According to multiple Democratic sources, "quietly productive" talks over a continuing resolution to keep the government funded through the end of September were progressing as recently as last Tuesday. Weeks prior, the Senate held two ceremonial votes -- one on the Republican's preferred package (H.R. 1), which contains roughly $60 billion in cuts relative to the current spending levels, and the other on the Democrat's preferred approach, which keeps spending levels where they are. Both failed.
After those votes, members of House Speaker John Boehner's office, alongside Senate Majority Leader Harry Reid and officials with the Office of Management and Budget, held "productive" conversations, yielding a series of stopgap measures -- totaling approximately $10 billion worth of cuts -- to give negotiators more time to work on a long-term CR.
At this point, the stories diverge. Democrats say that all parties agreed that a baseline for a final agreement should be the current levels of spending. In that regard, the White House and Senate Democrats had already agreed to $10 billion in cuts (the cost of the stopgaps) while the Republicans had offered $60 billion. It was understood, though not explicitly stated, that the two parties would meet somewhere in the middle.
A top Republican aide called this bunk. "We sure as shit never agreed to negotiate off the current spending levels," the aide said, implying that House Republicans wanted to use H.R. 1 as the baseline, forcing Democrats to articulate the cuts they could live with and those they couldn't.
That, however, was a nonstarter for Democrats. "It would be like us demanding that we negotiate off of President Obama's 2012 budget," said one party official. "They're projections, not law."
Democratic leadership took the first step toward the middle, putting out an initial proposal that would reduce spending levels by $11 billion, bringing total reductions, when adding the stopgap measures, to about $21 billion. That proposal included $7.5 billion in discretionary spending cuts and $3.5 billion in mandatory spending cuts (things like subsidies for Medicare). "That's real," said a top Senate Democratic aide, "not a gimmick."
Republicans said the number wasn't sufficient, leaving the Democratic faction at the negotiating table split. Echoing others in the caucus, Sen. Dick Durbin (D-Ill.) had already said that any additional discretionary spending cuts would be unacceptable. The prospect of major defections should the party cut even further was obvious.

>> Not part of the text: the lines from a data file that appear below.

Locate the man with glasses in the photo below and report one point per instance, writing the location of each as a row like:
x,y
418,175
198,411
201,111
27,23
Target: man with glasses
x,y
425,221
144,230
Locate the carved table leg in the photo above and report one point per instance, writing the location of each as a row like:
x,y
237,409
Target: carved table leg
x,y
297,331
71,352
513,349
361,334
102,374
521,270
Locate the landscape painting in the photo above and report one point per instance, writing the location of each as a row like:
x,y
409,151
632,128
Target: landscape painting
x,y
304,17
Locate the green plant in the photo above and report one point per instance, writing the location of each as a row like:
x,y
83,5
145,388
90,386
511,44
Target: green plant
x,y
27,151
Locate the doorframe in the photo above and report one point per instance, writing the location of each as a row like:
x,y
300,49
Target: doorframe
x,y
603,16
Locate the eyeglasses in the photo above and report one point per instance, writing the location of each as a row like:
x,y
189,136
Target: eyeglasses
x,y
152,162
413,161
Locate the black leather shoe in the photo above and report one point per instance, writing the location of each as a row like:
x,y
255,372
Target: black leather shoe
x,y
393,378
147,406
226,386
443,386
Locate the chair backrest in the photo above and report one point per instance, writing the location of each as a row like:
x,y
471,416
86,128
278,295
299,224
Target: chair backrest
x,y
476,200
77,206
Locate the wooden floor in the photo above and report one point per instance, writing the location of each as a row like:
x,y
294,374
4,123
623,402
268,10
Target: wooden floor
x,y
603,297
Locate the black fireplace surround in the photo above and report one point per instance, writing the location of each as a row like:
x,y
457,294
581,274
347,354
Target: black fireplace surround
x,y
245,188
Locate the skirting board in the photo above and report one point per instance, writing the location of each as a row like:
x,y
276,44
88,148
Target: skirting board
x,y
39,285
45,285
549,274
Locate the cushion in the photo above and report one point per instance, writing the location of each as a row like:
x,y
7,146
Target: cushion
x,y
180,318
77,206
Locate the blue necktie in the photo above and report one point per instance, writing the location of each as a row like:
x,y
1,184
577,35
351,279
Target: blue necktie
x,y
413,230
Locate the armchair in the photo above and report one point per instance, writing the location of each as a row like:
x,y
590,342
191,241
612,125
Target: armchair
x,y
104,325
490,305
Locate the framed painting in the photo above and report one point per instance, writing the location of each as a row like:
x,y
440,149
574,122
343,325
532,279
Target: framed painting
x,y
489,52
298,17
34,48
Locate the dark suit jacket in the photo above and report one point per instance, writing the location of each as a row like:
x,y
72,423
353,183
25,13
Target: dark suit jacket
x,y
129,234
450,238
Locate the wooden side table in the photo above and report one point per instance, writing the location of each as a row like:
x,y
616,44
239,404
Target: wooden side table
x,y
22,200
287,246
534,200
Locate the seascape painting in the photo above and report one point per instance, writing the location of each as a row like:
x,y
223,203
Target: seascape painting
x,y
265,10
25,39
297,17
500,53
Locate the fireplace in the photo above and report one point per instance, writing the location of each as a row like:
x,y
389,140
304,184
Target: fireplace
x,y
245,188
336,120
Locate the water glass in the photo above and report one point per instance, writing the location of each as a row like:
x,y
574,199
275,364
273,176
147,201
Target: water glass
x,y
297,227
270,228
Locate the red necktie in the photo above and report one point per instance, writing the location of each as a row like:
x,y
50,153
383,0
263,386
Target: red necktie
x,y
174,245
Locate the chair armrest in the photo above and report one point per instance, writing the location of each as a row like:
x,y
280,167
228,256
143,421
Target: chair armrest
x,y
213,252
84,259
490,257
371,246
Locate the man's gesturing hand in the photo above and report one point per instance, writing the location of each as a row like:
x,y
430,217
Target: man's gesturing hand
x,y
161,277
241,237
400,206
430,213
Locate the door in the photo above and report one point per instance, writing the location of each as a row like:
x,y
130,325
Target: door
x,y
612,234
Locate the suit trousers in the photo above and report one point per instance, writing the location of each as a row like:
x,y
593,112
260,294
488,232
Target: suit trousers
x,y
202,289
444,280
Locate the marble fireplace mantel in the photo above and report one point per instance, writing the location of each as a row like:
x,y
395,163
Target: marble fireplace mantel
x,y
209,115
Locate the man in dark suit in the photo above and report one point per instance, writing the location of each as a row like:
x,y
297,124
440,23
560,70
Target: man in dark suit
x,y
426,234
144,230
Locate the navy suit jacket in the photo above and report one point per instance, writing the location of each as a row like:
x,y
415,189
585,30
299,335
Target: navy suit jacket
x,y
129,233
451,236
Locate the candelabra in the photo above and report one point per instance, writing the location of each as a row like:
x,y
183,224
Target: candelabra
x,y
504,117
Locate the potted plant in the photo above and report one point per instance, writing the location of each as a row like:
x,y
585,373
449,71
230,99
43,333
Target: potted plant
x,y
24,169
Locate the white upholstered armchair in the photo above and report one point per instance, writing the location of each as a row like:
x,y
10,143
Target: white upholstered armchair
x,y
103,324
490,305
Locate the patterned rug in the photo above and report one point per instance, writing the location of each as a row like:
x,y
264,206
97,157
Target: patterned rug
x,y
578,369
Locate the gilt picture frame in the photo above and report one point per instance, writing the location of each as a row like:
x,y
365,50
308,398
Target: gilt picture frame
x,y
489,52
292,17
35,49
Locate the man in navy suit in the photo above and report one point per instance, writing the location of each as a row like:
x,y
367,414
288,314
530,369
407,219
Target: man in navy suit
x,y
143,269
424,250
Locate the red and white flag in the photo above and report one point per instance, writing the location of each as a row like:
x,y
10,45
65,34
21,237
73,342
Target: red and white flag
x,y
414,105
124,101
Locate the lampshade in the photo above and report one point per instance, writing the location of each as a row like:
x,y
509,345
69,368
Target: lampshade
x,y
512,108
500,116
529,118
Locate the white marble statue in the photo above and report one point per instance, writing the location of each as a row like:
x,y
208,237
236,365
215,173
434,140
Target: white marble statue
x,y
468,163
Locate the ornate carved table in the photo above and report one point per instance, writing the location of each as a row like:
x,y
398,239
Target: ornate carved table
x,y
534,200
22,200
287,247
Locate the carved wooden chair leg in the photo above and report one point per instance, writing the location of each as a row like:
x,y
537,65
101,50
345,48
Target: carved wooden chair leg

According to another Senate Democratic aide, the White House was willing to roll those dice.
Before House Republicans had settled on H.R. 1, Rep. Paul Ryan (R-Wis.), the chair of the budget committee, had put together a continuing resolution that called for $32 billion in cuts for the rest of the fiscal year. Under Tea Party pressure, Ryan upped that total to $60 billion.
White House Chief of Staff Bill Daley, the Senate aide said, "indicated to the Speaker's office that [going back to Ryan's original cuts] was a reasonable level that we would strive to meet." The aide declined to say whether or not other Democrats were comfortable with Daley's decision, the counter-argument being that the party could have held out longer, and secured more in return, before signing off on $32 billion.
A party operative, plugged into the discussions, made it clear that there were disagreements over the chief of staff's negotiating tactics.
"He is choosing to appease Republicans over fighting for Democratic principles," the operative said, pointing to a post put together by the Obama-allied Center for American Progress, arguing that $32 billion in cuts is "not much of a compromise if we end up with what the House Republican leadership wanted in the first place."
An administration official, offered a chance to correct the narrative, said that he "can't and won't comment on details" pertaining to the budget talks.
While the numerical details of Daley's offer were first reported in the Wall Street Journal this Monday, the aforementioned top Senate Democratic aide said the proposal was discussed more than a week ago. They were not, however, part of the discussion during last Tuesday's stormy meeting. As first reported by Politico's David Rogers, talks basically disintegrated after the staff director of the House Appropriations Committee, Bill Inglee, insisted that the party would not consider current spending levels as the baseline for negotiations.
"There hasn't been a formal meeting of the three parties since that meeting," the Senate aide told The Huffington Post. "We are still at work ... [Daley's] offer has been prepared for the better part of a week but it hasn't been offered yet because we don't know, according to Hal Roger's guy, that Paul Ryan's level is where they would accept a deal anymore."